Flying completely under the metallic radar, Thantifaxath quietly released their debut 12-inch at the end of 2011, which made it too late to appear on just about every annual best-of list. But after stumbling across it a few months after it came out it quickly became one of my favorite releases of that year. The unknown members hide their identity and perform live with countenance-covering robes to obscure their ages and genders; an increasingly popular trend among groups who eschew the modernity of social media and "celebrity" worship.

But within seconds of the first proper track, it's clear this isn't your neighborhood undergound kvlt collective. "Violently Expanding Emptiness" opens with one of the most memorable intros in recent memory. Not only is the bass audible, it's catchy and clean; lending its voice as a guiding force in the sonic onslaught. And this theme continues as you slowly realize the vocals are understandable - though without losing any of the chaotic depravity as is the norm in the genre. The EP continues to confound as it works its way through the next ten minutes, expanding on the beautifully non-canon sound with guitar solos, precision atonality and punishing yet unique percussion.

They fuse their melodic rhythms with odd time signatures and an experimental sheen reminiscent of Deathspell Omega, giving the finger to simplistic black metal that would make the complex French hordes proud.
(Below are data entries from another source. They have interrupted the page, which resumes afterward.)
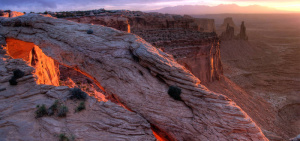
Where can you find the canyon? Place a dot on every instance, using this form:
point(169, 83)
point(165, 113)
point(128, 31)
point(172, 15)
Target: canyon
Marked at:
point(133, 75)
point(191, 41)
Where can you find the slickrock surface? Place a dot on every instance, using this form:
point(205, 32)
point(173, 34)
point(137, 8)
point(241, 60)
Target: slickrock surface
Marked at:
point(46, 68)
point(133, 21)
point(137, 75)
point(189, 40)
point(197, 51)
point(99, 121)
point(10, 14)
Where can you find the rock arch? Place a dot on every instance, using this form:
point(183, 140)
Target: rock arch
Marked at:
point(106, 55)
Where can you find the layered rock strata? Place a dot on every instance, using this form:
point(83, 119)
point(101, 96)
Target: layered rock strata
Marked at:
point(197, 51)
point(228, 33)
point(132, 21)
point(10, 14)
point(189, 40)
point(99, 120)
point(138, 76)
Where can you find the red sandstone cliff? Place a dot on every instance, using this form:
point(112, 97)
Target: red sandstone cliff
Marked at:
point(188, 39)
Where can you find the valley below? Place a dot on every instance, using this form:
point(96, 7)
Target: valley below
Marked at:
point(149, 76)
point(267, 66)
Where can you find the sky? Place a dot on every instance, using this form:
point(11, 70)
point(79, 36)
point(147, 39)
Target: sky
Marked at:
point(141, 5)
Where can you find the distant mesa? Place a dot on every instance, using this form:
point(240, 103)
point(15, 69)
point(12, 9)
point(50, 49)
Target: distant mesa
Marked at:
point(222, 8)
point(229, 34)
point(11, 14)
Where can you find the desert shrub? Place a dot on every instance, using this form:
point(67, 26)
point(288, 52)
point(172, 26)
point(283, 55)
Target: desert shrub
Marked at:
point(53, 108)
point(77, 93)
point(41, 111)
point(80, 107)
point(89, 31)
point(13, 81)
point(18, 73)
point(174, 92)
point(62, 111)
point(63, 137)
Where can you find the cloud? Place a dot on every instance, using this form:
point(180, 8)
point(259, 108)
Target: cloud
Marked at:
point(64, 5)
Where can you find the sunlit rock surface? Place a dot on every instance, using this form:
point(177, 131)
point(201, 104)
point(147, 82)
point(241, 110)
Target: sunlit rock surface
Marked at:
point(138, 76)
point(99, 121)
point(190, 40)
point(46, 68)
point(10, 14)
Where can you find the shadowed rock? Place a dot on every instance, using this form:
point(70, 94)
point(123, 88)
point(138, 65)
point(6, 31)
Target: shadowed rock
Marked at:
point(141, 85)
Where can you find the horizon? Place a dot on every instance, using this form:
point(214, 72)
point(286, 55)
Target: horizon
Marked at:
point(292, 6)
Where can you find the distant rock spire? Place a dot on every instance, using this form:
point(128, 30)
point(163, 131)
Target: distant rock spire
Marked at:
point(243, 35)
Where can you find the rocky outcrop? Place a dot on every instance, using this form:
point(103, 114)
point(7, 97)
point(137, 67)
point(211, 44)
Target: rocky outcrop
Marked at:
point(197, 51)
point(228, 21)
point(228, 34)
point(242, 35)
point(182, 36)
point(99, 120)
point(120, 23)
point(205, 25)
point(46, 69)
point(138, 76)
point(10, 14)
point(135, 21)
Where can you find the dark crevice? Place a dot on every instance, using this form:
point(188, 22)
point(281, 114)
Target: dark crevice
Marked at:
point(160, 134)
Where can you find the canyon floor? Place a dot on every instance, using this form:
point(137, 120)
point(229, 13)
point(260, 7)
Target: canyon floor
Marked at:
point(267, 65)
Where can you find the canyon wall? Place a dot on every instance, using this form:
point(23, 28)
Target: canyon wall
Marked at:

They may have only four recorded tracks to their name, but these clandestine Torontonians have shown a proficiency and sound unparalleled in the sea of North American black metal. With no online presence it's tough to say what the future holds for the band, but a recent live performance of a new song promises there is much more up their dark, flowing sleeves.

Previously unavailable digitally, the one-sided 12-inch is one of the most beautiful pieces of physical media on my shelf. Although Metal Bandcamp is (obviously) dedicated to the promotion of easily-accessible digital tracks, this is one piece of vinyl that collectors will not want to miss.

This review is no longer accompanied by a player, because the Bandcamp page now greets you with the following message:
Thantifaxath has asked that their music be removed from bandcamp. You can listen to it on YouTube, Grooveshark, etc. just not here.
A silly decision, but it's their choice of course.


  1. One of the cooler releases I've heard recently. It's always a treat to hear good musicians who are also good songwriters.

    1. Andy sold the album to me with the comment "Listen to that bass!" and boy was he right.